Члены гражданской следственной группы — а кроме Ирины, Светы, Коли, Морского и могильщика, у гроба никого не было — синхронно замотали головами. Но в последний момент Света вдруг передумала:
— Я скажу! Любой советский гражданин заслуживает справедливого расследования своей смерти, ведь так? Михаил Александрович, хоть и Анчоус, хоть и убийца, но все равно человек… — начала она торжественным тоном. — Мы с вами точно знаем, что это было не самоубийство…
— Не знаем, а чувствуем, — перебил Морской. — Мы ничего не можем доказать.
— В том-то и дело! — горячо поддержал Коля. — Раздобыть доказательства для начала расследования можно только… проведя расследование. А дело закрыто.
— Вы что, ничего не заметили? — ошарашенно заморгала Света. — У человека высотобоязнь. Была. Ни за какие блага мира он не смог бы добраться до люстры в том кабинете. Я, когда на стол взобралась, уже чуть в обморок не упала. А он должен был осилить еще стул и табуретку.

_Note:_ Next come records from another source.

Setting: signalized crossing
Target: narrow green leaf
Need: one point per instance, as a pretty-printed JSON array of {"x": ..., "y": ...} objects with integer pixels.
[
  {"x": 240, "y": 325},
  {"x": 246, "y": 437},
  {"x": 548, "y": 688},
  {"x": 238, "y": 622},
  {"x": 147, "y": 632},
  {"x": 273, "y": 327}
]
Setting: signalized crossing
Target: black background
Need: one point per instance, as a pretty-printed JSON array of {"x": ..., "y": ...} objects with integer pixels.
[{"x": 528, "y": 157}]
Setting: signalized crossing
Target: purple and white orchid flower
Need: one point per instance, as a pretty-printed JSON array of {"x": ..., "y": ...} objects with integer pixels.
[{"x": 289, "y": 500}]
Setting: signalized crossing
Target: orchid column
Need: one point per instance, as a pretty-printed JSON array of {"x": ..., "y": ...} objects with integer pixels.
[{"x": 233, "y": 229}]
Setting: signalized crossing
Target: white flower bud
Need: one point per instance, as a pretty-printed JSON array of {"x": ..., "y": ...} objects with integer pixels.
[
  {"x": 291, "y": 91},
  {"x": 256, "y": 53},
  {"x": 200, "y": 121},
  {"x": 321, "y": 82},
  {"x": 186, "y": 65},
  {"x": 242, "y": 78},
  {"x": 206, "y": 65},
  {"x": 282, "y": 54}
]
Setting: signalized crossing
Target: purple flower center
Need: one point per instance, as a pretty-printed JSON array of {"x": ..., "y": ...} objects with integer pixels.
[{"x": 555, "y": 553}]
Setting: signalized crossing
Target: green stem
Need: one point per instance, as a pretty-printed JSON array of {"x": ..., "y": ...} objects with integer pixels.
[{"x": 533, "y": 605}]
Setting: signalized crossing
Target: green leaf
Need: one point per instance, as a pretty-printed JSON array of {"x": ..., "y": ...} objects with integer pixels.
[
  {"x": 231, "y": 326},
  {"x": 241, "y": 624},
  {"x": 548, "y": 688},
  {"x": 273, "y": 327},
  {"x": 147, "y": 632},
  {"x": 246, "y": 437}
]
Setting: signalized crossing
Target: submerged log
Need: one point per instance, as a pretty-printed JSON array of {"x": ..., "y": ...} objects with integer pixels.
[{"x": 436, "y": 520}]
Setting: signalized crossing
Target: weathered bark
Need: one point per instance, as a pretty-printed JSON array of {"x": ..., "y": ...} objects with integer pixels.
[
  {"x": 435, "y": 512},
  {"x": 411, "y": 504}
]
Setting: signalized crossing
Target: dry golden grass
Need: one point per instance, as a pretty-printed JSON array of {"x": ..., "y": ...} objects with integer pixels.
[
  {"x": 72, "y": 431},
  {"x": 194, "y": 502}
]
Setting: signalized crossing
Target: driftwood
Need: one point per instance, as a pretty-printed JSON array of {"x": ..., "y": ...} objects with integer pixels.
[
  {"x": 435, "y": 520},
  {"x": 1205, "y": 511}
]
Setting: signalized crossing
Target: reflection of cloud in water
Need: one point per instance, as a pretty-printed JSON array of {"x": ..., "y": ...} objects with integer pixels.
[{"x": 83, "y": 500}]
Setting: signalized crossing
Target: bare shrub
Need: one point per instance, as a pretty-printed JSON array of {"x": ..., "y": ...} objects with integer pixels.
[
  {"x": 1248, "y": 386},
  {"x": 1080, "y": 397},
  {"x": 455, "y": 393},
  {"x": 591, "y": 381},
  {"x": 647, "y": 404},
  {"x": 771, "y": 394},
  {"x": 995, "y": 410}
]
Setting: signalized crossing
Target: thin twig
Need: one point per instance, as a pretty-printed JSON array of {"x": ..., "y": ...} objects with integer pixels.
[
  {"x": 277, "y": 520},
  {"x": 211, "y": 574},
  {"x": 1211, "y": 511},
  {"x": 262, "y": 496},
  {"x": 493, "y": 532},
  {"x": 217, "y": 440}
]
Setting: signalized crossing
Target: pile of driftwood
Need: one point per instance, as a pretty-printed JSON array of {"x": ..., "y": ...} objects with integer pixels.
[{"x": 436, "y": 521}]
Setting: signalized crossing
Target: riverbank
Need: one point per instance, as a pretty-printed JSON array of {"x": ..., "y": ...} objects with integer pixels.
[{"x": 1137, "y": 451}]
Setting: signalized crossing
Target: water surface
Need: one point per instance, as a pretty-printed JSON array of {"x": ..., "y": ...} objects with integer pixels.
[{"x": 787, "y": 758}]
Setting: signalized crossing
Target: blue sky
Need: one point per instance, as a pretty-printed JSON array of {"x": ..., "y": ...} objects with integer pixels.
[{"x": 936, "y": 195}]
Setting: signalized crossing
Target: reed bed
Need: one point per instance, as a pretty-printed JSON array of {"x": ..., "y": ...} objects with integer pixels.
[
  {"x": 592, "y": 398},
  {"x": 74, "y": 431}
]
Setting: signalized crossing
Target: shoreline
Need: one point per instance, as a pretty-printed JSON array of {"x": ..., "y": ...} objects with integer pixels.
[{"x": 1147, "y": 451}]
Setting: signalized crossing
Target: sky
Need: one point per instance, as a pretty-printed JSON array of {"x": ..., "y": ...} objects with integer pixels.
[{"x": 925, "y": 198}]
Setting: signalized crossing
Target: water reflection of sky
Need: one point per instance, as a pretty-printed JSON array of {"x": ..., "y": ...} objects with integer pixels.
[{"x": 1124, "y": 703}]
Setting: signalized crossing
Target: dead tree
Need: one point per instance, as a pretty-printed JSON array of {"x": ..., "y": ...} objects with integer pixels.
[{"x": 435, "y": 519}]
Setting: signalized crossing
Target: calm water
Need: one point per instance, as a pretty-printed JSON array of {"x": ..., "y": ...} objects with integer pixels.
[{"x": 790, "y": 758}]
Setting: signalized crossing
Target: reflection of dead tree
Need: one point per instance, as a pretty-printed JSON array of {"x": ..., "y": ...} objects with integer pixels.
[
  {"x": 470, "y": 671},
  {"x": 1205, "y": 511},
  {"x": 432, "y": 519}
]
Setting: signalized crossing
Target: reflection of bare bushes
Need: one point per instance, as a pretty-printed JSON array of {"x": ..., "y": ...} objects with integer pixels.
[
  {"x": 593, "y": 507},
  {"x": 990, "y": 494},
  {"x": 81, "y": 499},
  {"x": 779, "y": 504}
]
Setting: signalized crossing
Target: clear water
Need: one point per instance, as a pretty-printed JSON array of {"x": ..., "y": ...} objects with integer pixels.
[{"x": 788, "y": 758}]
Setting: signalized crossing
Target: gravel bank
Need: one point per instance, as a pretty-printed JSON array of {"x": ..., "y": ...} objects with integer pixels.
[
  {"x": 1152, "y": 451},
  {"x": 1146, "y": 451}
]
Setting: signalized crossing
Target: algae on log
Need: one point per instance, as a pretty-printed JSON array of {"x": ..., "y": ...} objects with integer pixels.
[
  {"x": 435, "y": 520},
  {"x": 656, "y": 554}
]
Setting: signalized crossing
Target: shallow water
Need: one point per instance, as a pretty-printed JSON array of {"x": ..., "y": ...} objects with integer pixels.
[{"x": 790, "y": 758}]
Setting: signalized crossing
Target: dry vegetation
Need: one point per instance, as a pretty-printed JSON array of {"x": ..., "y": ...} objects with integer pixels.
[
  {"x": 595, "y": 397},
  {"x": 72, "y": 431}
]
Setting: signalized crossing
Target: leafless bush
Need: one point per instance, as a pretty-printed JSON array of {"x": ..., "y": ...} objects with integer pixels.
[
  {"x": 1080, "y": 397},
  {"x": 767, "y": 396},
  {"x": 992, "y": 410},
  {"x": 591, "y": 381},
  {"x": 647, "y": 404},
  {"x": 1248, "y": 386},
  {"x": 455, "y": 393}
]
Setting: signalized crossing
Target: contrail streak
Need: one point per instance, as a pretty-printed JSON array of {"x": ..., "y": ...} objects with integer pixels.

— А ведь и правда! — ахнула Ирина. — Вот вам и веский аргумент! Вы, Света, иногда такая молодец! Идемте же к инспектору скорее!
— Э! — не выдержал могильщик. — У вас не речь, а совещание какое-то. Так не делается! Я лучше сам скажу. Потом отблагодарите! — и, выудив откуда-то из недр ватника листок с текстом, он начал неожиданно громко декламировать, не меняя ни единой формулировки: — Сегодня мы провожаем в последний путь гражданина имя-фамилия-отчество-полностью!..
* * *
— Ни в коем случае! — В трамвае Морской, как обычно, пререкался с Ириной. Впрочем, сейчас она отстаивала Светину идею, поэтому косвенно он пререкался с обеими своими спутницами. — Никакого Доброжелателя мы искать не будем! Мало ли, что Нино́ сказала. Она думает, что он есть и знает все про это дело, а он так не думает. Раз до сих пор не объявился, значит, никакой он не Доброжелатель. И вообще никакого расследования вести мы больше не станем, — на этот раз Морской хоть и ругался, но говорил уверенно и твердо.